The New York Times bestselling author of Saving Freedom and cohost
of Morning Joe assesses President Abraham Lincoln's deft timing for
the Emancipation proclamation and its consequences for America.
Abraham Lincoln's pragmatism combined with a devotion to higher ideals
made him the American leader capable of accomplishing the seemingly
impossible: saving the Union and ending slavery.
The year was 1862. The Union's first large scale offensive, the
Peninsula campaign led by Major General George B. McClellan, had been
disastrous. Doubt in Congress grew that President Lincoln and his
generals could win the war. In Saving the Union, Joe Scarborough
analyzes the hard choice Lincoln faced--the debate raging inside him
over how quickly to move toward emancipation, if at all.

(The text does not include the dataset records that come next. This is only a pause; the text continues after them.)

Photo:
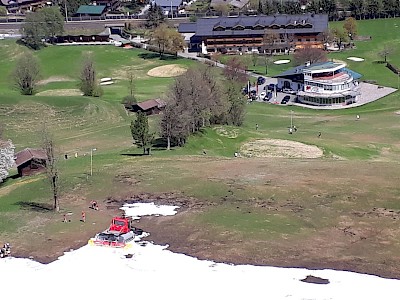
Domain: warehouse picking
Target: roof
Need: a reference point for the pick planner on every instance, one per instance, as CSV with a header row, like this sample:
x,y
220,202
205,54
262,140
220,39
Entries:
x,y
168,3
145,105
187,27
304,23
235,3
27,154
353,73
91,9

Lincoln feared that if he moved too quickly, he would lose support for
the war, including the conservatives in the border states, thus ensuring
the dissolution of the Union. When he finally issued the Emancipation
Proclamation, he rallied his party, demoralized the South, won over
Europe, and changed the course of human history. But only because he
timed it perfectly.
Scarborough reveals how Lincoln's brilliant Shakespearean insight that
"ripeness is all" made him the greatest American president after
Washington, and the bridge between the Founding Fathers and Civil Rights
leaders, including Martin Luther King, Jr and John Lewis. As Saving the
Union clearly demonstrates, no other leader in his time, and few in
American history, could have effectively balanced the preservation of
the Union with the liberation of the slaves as Lincoln did--and that has
made all the difference. Scarborough offers a fresh and thoughtful
examination of this key event in Lincoln's presidency, and pays tribute
to his astute leadership--a legacy which as indelibly influenced the
course of America's development and continues to inspire us today.